Summer may be coming to a close, but don’t count out New York City’s mosquitoes just yet.
Steamy temperatures help keep the buzzing bloodsuckers active and breeding — extending the season for them to carry and transmit the West Nile virus across the five boroughs.
“The hot weather does have an impact,” said Mario Merlino, assistant commissioner at the city Health Department’s Bureau of Veterinary and Pest Control Services. “We have an extensive network of traps in the city. We are looking for [West Nile virus] positive mosquitoes everywhere.”
West Nile virus is potentially deadly, especially for those over the age of 50 and those with compromised immune systems. At its worst, the virus causes encephalitis and meningitis. But some who contract it may only develop mild symptoms, such as fever, headache and fatigue.
So far this season, eight New Yorkers have tested positive for the virus. Six developed serious symptoms, while two suffered mild or moderate related illnesses. Three other people showed no symptoms but the virus was discovered when they donated their blood.

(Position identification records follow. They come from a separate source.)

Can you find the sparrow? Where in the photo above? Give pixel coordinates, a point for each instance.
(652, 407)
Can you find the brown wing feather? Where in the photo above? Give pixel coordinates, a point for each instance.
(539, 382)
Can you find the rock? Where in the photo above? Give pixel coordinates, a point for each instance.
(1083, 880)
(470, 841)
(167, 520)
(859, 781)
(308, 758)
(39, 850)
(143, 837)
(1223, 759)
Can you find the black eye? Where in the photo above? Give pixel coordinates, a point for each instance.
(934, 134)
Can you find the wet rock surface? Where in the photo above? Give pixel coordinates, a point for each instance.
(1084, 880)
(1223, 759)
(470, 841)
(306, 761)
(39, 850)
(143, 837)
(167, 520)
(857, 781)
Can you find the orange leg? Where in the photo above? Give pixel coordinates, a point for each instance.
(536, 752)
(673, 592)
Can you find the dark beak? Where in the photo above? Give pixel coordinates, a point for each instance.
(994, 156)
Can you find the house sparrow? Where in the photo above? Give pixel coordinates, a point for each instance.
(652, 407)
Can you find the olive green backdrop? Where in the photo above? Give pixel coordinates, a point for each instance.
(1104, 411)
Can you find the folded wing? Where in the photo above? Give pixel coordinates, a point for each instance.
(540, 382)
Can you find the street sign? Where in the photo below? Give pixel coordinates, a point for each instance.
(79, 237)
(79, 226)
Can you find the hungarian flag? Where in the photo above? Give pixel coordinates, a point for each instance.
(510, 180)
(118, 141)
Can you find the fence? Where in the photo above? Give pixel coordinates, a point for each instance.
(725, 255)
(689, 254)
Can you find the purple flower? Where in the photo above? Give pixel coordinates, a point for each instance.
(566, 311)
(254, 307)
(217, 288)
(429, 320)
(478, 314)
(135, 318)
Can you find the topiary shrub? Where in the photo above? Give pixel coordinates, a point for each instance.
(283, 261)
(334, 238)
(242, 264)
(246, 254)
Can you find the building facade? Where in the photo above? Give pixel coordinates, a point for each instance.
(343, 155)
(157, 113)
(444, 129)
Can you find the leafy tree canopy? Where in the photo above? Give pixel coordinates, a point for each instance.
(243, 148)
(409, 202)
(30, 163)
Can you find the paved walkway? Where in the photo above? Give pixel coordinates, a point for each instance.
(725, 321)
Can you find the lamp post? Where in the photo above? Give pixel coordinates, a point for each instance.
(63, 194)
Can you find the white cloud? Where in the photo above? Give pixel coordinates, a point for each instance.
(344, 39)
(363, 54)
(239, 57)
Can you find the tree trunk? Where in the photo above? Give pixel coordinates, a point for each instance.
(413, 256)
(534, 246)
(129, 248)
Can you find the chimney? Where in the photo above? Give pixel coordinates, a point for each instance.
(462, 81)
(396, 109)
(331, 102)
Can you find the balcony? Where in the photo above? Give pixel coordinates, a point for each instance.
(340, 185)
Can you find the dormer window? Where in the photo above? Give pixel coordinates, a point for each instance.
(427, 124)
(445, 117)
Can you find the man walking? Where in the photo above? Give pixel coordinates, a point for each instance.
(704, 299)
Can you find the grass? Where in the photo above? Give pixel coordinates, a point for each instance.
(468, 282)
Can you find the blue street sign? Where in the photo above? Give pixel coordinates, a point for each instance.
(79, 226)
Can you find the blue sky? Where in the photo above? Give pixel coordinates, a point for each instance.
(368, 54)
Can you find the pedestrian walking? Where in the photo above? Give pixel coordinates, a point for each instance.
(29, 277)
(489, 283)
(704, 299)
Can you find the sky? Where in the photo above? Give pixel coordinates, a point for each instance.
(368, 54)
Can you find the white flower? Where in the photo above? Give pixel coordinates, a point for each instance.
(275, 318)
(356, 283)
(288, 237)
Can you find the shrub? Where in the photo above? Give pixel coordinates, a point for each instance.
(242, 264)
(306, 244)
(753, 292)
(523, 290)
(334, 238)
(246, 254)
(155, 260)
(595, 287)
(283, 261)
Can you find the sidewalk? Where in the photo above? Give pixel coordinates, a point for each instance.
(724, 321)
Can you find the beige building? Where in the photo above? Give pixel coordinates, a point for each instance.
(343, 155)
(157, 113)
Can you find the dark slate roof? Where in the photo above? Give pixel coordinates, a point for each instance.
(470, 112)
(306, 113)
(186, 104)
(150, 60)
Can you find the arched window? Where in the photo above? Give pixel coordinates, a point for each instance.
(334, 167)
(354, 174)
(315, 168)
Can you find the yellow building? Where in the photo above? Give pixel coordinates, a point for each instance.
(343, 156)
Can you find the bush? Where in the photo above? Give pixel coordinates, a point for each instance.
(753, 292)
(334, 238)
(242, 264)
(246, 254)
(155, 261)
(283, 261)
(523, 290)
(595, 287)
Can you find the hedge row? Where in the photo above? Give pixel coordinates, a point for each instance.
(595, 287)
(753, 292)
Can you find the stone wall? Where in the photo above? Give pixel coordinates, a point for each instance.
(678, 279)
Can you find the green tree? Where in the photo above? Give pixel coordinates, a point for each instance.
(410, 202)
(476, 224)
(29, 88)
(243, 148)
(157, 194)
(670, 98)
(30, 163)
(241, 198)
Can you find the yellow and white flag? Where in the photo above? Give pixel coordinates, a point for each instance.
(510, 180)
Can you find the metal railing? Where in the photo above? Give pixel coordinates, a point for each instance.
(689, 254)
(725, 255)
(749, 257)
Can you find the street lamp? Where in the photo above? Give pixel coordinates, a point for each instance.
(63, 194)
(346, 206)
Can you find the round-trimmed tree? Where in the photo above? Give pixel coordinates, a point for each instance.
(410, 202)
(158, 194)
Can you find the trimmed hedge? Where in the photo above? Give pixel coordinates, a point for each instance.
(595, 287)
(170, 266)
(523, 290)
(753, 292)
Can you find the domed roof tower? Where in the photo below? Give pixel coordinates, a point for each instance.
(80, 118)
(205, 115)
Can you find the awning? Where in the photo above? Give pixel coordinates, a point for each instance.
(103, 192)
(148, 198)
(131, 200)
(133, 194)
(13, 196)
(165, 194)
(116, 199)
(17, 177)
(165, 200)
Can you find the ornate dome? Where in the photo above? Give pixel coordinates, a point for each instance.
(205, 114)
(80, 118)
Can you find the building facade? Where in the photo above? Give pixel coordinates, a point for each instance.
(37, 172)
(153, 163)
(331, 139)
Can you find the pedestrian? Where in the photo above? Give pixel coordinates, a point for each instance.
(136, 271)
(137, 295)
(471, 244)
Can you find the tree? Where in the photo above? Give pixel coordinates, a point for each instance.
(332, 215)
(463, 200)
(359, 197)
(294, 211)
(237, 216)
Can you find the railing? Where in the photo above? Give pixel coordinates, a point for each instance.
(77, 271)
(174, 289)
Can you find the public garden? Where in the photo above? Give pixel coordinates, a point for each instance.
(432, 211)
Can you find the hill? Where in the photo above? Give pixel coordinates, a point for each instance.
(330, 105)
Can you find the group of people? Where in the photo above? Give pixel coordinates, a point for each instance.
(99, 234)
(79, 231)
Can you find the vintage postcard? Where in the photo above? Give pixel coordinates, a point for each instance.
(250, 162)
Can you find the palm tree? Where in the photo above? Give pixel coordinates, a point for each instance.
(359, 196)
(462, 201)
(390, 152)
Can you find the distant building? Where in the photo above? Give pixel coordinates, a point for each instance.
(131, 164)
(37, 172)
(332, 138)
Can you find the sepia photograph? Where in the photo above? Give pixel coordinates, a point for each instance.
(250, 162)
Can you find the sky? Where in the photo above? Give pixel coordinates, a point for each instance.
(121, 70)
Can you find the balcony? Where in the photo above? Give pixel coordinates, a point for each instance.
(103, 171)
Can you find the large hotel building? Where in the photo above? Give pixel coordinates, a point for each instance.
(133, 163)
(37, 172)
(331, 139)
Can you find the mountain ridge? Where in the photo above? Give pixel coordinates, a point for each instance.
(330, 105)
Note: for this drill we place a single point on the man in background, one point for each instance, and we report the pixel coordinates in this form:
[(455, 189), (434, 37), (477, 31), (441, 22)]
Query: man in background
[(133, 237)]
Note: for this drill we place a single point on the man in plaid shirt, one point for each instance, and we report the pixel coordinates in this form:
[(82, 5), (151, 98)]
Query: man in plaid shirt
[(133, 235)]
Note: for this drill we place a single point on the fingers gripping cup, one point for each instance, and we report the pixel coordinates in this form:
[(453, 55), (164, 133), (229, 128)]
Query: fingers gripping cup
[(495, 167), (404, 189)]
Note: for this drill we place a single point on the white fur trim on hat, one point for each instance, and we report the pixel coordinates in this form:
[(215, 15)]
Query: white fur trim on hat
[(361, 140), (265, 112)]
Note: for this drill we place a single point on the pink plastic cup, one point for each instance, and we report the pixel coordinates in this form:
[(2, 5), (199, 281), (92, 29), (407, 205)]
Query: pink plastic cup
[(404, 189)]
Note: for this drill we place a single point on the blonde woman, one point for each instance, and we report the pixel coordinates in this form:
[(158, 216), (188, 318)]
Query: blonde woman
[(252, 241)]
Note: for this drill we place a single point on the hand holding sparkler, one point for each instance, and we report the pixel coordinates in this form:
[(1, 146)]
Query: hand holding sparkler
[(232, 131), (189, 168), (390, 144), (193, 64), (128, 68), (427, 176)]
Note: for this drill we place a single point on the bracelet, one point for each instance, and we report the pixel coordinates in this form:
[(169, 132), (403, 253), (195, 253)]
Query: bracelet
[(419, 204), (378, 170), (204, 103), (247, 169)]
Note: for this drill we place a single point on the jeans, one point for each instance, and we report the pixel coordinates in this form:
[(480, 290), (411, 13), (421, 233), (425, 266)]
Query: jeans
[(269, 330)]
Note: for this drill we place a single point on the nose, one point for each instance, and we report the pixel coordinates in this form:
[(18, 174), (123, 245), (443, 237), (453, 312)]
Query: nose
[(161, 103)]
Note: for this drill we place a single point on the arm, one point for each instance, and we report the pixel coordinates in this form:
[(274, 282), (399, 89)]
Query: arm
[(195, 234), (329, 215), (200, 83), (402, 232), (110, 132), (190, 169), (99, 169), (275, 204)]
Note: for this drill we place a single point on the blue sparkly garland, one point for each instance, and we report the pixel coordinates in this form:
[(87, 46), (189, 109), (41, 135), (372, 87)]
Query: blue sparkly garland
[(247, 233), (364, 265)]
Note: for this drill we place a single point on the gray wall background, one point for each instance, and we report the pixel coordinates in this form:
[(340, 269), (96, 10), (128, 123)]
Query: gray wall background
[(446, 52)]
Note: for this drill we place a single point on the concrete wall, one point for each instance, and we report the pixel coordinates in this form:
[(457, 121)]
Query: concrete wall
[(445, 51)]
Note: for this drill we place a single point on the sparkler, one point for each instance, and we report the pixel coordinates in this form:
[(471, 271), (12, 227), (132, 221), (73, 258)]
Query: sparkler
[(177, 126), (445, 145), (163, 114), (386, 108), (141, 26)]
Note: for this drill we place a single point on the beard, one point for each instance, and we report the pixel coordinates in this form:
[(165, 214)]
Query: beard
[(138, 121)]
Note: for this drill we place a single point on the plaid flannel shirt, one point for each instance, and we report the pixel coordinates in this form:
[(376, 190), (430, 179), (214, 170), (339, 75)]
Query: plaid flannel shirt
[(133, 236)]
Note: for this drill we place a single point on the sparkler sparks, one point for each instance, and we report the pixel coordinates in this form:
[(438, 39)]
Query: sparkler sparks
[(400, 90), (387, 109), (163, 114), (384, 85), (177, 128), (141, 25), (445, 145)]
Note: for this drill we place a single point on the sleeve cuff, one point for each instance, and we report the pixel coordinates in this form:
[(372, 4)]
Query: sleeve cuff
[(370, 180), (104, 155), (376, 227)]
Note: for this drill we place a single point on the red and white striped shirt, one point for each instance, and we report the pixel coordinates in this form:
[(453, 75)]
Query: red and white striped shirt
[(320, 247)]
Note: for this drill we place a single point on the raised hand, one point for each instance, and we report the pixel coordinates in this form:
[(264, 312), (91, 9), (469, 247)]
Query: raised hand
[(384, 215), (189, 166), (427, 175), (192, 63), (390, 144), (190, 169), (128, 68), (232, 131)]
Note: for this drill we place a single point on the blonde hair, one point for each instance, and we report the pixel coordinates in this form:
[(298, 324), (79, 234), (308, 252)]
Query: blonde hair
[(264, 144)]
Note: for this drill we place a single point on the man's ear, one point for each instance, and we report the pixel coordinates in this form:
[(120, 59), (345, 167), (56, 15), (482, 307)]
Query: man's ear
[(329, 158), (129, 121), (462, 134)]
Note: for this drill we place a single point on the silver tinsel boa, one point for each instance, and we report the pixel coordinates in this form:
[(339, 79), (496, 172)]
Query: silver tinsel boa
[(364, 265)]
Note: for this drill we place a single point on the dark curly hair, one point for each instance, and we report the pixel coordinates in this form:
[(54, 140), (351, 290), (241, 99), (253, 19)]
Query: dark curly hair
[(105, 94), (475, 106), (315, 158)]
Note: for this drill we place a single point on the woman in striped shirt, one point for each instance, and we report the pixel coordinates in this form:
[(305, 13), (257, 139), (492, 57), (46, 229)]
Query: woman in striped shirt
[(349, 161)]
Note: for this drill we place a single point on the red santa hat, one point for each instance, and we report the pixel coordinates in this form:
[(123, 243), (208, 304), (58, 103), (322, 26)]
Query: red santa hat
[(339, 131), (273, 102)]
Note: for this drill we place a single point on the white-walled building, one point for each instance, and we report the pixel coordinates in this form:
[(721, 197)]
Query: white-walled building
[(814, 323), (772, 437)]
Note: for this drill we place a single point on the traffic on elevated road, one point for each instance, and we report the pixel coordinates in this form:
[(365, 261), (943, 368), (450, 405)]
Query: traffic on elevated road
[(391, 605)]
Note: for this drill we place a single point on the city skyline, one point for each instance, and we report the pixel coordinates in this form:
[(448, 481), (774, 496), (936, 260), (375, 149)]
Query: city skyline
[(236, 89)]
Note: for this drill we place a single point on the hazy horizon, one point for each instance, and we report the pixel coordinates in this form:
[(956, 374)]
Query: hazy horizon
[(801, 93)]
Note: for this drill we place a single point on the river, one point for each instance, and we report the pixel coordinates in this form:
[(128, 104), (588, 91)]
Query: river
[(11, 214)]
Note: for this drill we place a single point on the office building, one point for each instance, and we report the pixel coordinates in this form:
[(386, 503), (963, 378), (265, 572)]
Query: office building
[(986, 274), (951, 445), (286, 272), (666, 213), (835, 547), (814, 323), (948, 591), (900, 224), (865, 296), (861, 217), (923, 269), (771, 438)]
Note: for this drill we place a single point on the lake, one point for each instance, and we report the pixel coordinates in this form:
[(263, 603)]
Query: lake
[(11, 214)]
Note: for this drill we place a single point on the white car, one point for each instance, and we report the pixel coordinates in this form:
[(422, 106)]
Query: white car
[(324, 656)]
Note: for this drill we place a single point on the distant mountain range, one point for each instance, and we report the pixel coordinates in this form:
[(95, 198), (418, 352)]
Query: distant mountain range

The virus has been identified in mosquito pools in all five boroughs, with the highest numbers in Queens and Staten Island.
Health officials are urging New Yorkers to stay vigilant by using insect repellent, draining standing water and wearing long sleeves and pants in the evening and early morning hours when mosquitoes are most active.
Mosquito season is widely defined as April through October, with the population dwindling as the nights become colder. But it’s not unusual to see the hearty insects in November.
“Mosquitoes can hang on longer than you think,” said Stephen Morse, a professor of epidemiology at Columbia University’s Mailman School of Public Health. “This isn’t the time to become complacent.”
The mosquito-borne virus first made headlines when it was discovered in Queens in 1999. It has since spread throughout the country with health officials creating a complex annual monitoring system. The city treats breeding areas by periodically spraying pesticides from trucks.
“When we do find positive mosquitoes in a trap, we put supplemental traps around it,” said Merlino. “We don’t want to spray areas that don’t need to be treated.”
Despite a spike in mosquito-borne diseases during the Zika virus outbreak several years ago, most New Yorkers take the annual West Nile threat in stride.
Merlino said the city continues to inform the public about the virus at community events, and pages of information can be found on nyc.gov/health, including a map of positive findings and a pesticide spraying schedule.
Migrating birds may also be an important factor in transmission of the virus, Morse said.
“Culex pipiens (the mosquitoes that carry West Nile virus) really prefer birds,” he said. “When the birds go, the mosquitoes concentrate on us.”